Friedman also tells us that, if we want a follow-on to
NIF, "a pilot [fusion energy plant] would cost about $10
billion--the same as a new nuclear power plant." There
is no mention of a source for the cost estimate, which
is simply stated as fact. Not only does Freidman seem to
have accepted a publicist's number as true; he never
mentions that Livermore originally promised that the NIF
would cost $1.2 billion and open for business in 2001.
Instead, it has cost around $4 billion (estimates vary
depending on what you count) and construction wasn't
completed until this year--eight years behind schedule.
In other words, buyer beware when it comes to Livemore's
cost estimates for such technology. I once asked a
senior manager for the NIF how they came up with the
initial $1.2 billion cost estimate. I naively thought
he'd tell me that they added up all of the costs for
wiring, steel, glass, and labor, but somehow
underestimated.
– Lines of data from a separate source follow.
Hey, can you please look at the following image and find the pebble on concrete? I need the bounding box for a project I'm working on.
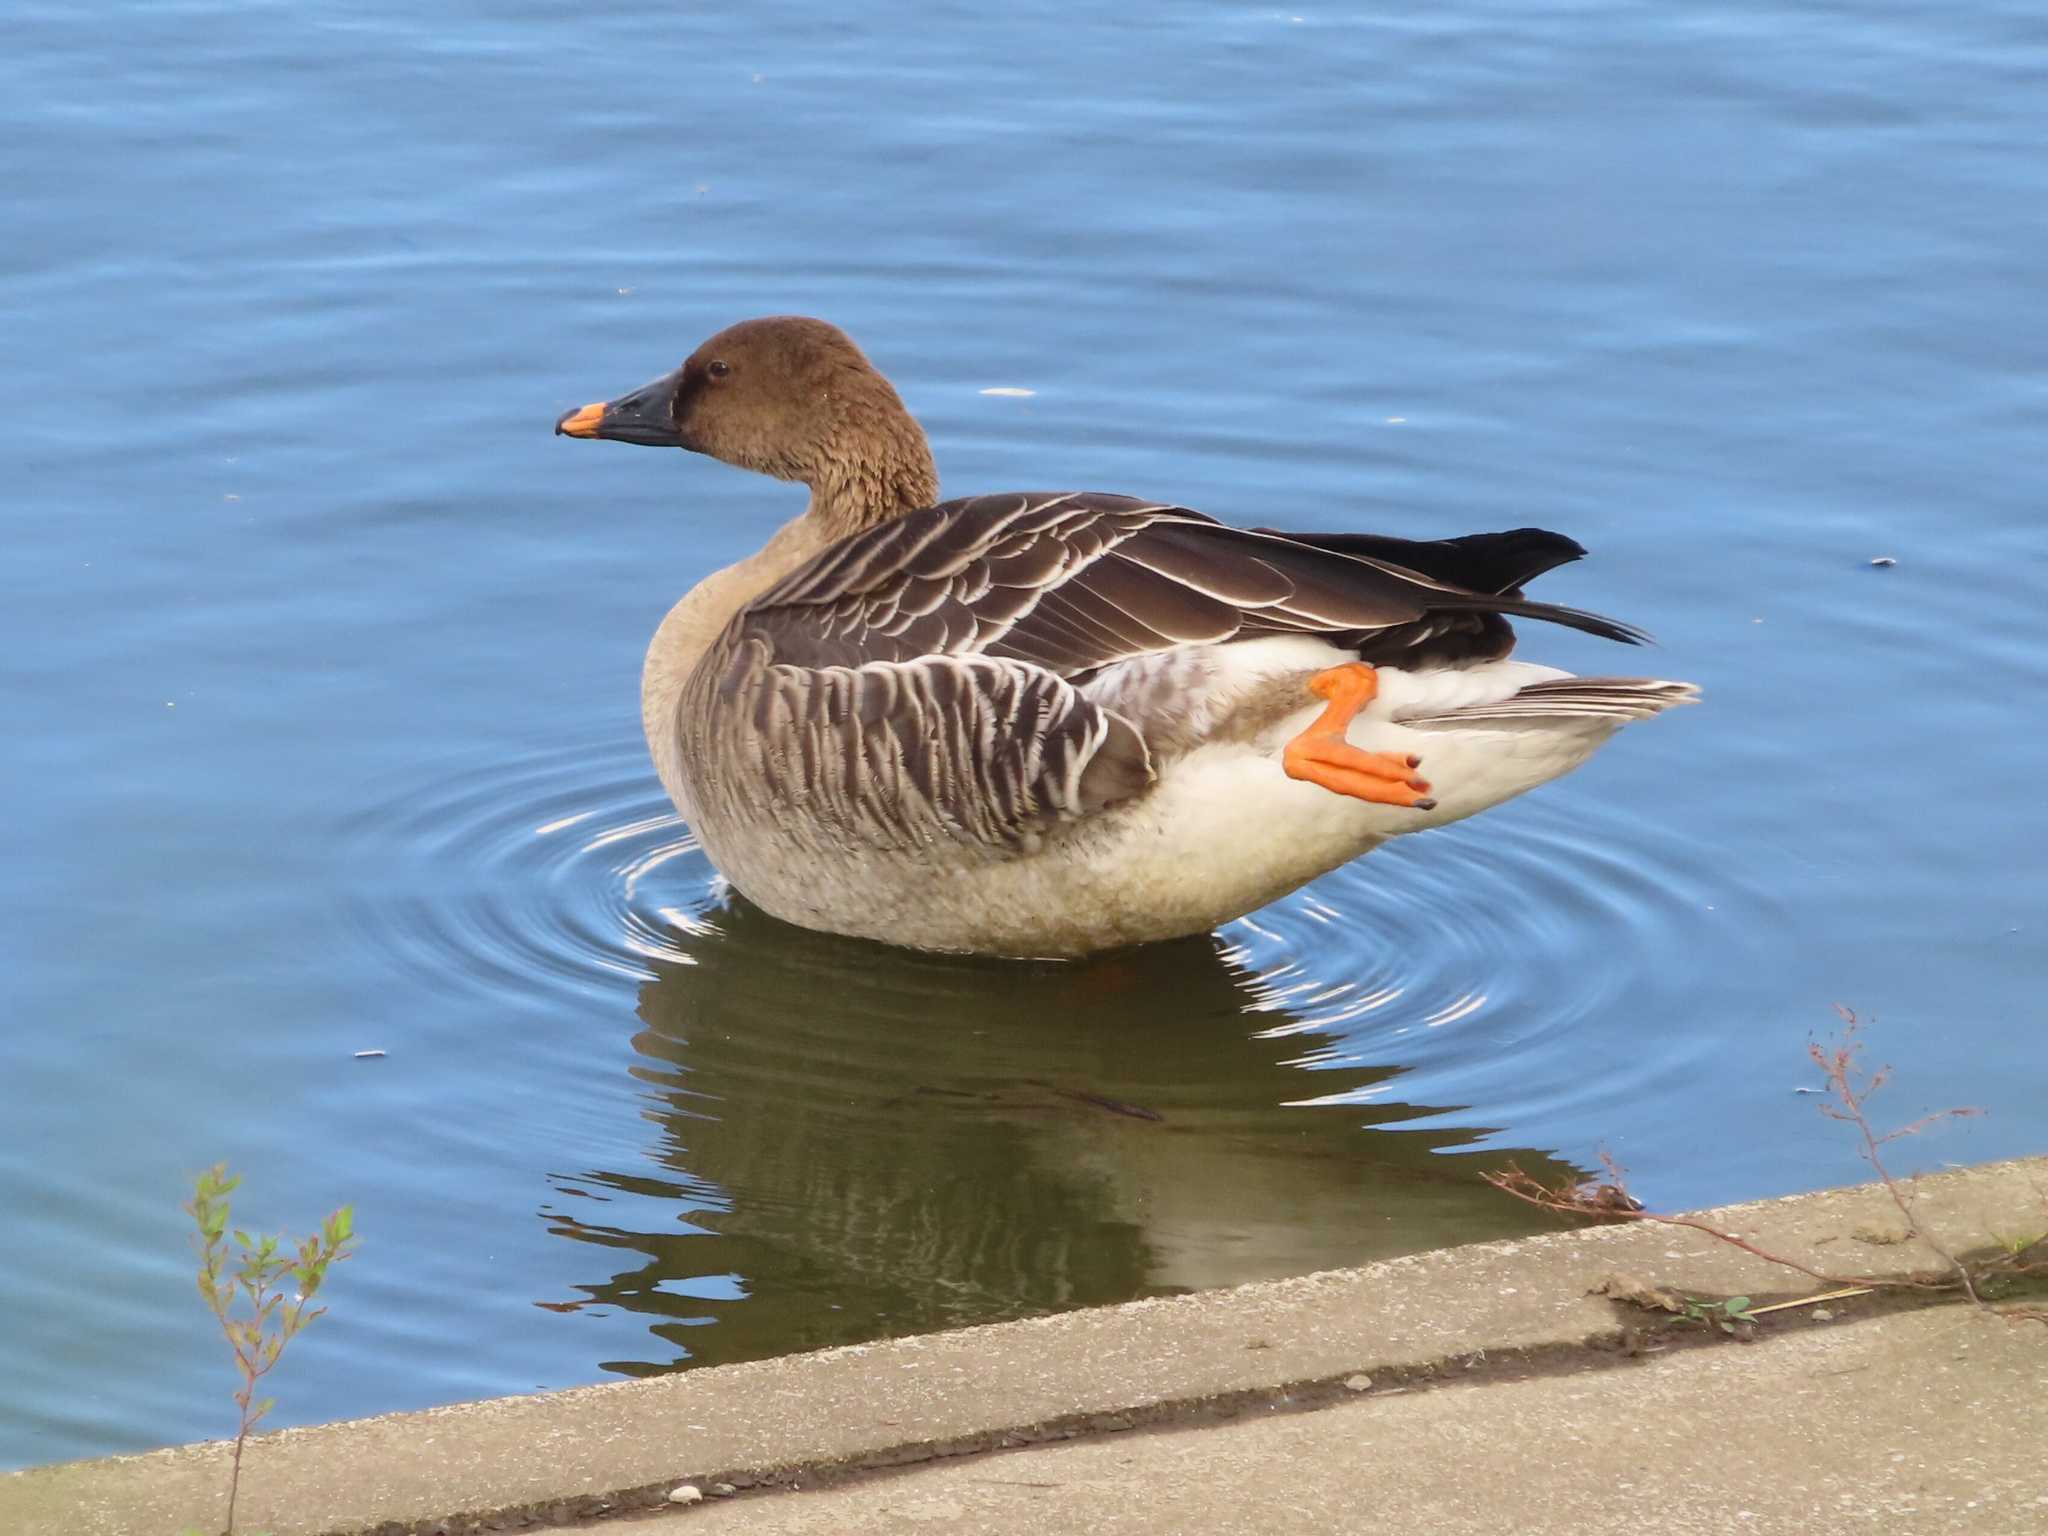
[668,1484,704,1505]
[1343,1374,1373,1392]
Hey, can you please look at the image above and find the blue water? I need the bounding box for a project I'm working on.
[5,0,2045,1471]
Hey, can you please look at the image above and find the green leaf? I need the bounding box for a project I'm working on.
[183,1165,363,1487]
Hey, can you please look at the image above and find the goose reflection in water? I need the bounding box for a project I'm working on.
[528,898,1577,1378]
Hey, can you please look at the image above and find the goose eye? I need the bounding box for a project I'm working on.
[706,359,731,380]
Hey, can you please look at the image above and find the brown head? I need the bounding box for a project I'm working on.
[556,316,939,535]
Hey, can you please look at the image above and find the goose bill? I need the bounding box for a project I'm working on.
[554,369,685,446]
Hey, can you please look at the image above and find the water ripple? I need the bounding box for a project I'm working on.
[343,725,1755,1141]
[340,735,717,1012]
[1224,787,1764,1129]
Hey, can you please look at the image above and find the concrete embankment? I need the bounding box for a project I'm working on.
[9,1158,2044,1536]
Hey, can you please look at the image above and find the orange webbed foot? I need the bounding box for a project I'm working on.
[1281,663,1436,811]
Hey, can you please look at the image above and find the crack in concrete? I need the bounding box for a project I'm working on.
[385,1284,1968,1535]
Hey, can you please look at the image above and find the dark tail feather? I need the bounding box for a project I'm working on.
[1253,527,1588,595]
[1428,591,1653,646]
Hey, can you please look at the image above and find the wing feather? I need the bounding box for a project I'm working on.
[692,492,1647,852]
[743,492,1644,680]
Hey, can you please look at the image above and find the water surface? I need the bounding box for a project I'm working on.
[5,0,2046,1468]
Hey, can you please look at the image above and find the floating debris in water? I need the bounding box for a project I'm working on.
[354,1049,387,1060]
[979,386,1036,397]
[1869,555,1897,567]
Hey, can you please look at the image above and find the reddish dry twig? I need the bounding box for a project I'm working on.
[1482,1156,1938,1291]
[1486,1015,2000,1299]
[1996,1233,2048,1268]
[1817,1006,1983,1300]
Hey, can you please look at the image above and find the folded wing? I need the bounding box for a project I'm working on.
[691,492,1645,852]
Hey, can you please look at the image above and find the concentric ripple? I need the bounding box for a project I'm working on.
[339,734,721,1012]
[342,724,1770,1148]
[1223,787,1780,1139]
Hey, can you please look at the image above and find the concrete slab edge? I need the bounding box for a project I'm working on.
[9,1155,2044,1536]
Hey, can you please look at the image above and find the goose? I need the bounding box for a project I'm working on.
[556,316,1694,957]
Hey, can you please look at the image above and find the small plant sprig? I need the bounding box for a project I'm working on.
[1810,1006,1983,1297]
[184,1164,358,1536]
[1681,1294,1758,1336]
[1485,1011,2048,1327]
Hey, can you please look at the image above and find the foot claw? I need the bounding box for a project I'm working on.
[1282,664,1443,809]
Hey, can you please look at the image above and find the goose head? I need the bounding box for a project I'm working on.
[556,315,940,534]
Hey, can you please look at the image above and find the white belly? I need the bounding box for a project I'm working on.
[1047,662,1627,944]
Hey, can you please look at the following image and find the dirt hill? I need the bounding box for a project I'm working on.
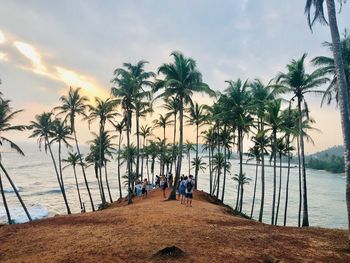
[0,188,349,262]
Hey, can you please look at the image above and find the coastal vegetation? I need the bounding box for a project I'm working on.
[0,1,349,239]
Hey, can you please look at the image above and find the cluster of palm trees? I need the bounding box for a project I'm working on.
[0,0,349,232]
Instead he told me, with astonishing
frankness, that they decided how much they thought
Congress was willing to spend and worked back from
there.
Given that early estimates in the 1950s substantially
underestimated the cost of commercial nuclear energy, we
might be suspicious of cost estimates today for a fusion
plant that, by amazing coincidence, have it costing the
same as a nuclear energy reactor.
The holy grail of laser fusion is "ignition"--getting
more energy out than you put in. "Once the lab proves
that it can get energy gain from this laser-driven
process," a breakthrough "the NIF expects to achieve" in
two to three years, we can proceed to the next step,
Friedman writes. Not "if," but "once." But is the NIF
assured to achieve ignition? According to some accounts,
there have been difficulties focusing the laser beams at
high energies. Additionally, early tests showed the
lasers shattering the glass lenses at the high energies
needed to approach ignition. Nor does Friedman mention
that Nova, the predecessor to NIF, also was supposed to
achieve ignition, but Livermore scientists later found
that, due to an error in their calculations, they had
dramatically underestimated the energy required for
ignition. Given these uncertainties, it's irresponsible
and misleading for Friedman to speak of ignition as if
it's assured.
This has implications for another issue that Friedman
doesn't raise--the expense of running a fusion reactor.
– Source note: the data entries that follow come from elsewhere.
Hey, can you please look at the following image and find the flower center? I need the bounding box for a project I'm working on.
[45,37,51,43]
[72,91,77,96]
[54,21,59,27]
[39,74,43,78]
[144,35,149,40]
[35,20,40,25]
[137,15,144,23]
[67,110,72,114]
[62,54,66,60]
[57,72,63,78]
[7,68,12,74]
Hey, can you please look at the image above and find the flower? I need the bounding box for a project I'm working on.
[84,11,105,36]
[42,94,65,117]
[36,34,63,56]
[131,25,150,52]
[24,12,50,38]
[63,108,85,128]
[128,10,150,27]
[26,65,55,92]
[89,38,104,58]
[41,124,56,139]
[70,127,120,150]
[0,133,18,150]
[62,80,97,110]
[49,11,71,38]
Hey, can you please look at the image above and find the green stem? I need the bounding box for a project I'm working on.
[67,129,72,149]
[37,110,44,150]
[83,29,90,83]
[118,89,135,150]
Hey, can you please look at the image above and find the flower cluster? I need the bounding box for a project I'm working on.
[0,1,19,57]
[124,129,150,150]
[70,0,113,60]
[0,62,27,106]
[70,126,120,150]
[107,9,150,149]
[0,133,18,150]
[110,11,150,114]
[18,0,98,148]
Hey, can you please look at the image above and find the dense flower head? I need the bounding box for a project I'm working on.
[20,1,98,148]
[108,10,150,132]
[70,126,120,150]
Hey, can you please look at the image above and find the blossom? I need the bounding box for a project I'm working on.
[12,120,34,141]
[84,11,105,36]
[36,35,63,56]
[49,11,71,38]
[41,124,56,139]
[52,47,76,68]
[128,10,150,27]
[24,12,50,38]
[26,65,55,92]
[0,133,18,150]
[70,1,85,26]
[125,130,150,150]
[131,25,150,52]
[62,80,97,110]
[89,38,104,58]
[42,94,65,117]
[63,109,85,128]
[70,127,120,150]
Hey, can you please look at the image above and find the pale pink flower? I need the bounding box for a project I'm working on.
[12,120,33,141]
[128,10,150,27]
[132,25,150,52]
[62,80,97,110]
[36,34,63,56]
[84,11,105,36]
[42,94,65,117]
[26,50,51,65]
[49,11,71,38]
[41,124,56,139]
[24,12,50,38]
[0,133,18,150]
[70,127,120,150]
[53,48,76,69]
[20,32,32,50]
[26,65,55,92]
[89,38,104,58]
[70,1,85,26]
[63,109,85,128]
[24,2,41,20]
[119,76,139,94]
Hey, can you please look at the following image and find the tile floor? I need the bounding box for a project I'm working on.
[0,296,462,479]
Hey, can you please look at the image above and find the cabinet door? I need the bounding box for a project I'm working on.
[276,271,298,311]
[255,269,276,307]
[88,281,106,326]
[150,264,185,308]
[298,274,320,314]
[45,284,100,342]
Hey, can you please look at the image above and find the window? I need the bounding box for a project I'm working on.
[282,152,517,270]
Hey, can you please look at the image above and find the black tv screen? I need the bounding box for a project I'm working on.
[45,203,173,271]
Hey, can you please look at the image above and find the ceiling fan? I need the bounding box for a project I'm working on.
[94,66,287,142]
He talks about the initial construction costs, but
that's all. For a fusion reactor to be a viable energy
source, it would have to be fired as many as thousands
of times a day, but this puts immense stress on the
lenses and can burn them out. It's far from clear that
the economics can be made to work.
As one of the few people in the country who has written
consistently about Livermore, I often lament that the
NIF--one of the most expensive science programs in the
nation's history and an extraordinary technical
accomplishment for all its problems--hasn't received the
press coverage it deserves. And I'm in broad agreement
with Friedman's conclusion: "We need to make a few big
bets on potential game-changers. . . . At the pace we're
going with the technologies we have, without some game-
changers, climate change is going to have its way with
us." But that doesn't mean we should repeat the mistakes
that we made in the 1950s when techno-enthusiasts such
as Friedman helped incite the global efflorescence of
nuclear energy while minimizing the dangers of nuclear
weapons proliferation and the difficulties of disposing
of nuclear waste. By abnegating his responsibilities as
a journalist, giving us instead PR masquerading as
reportage, Friedman would lead us into the era of
nuclear fusion with our eyes wide shut.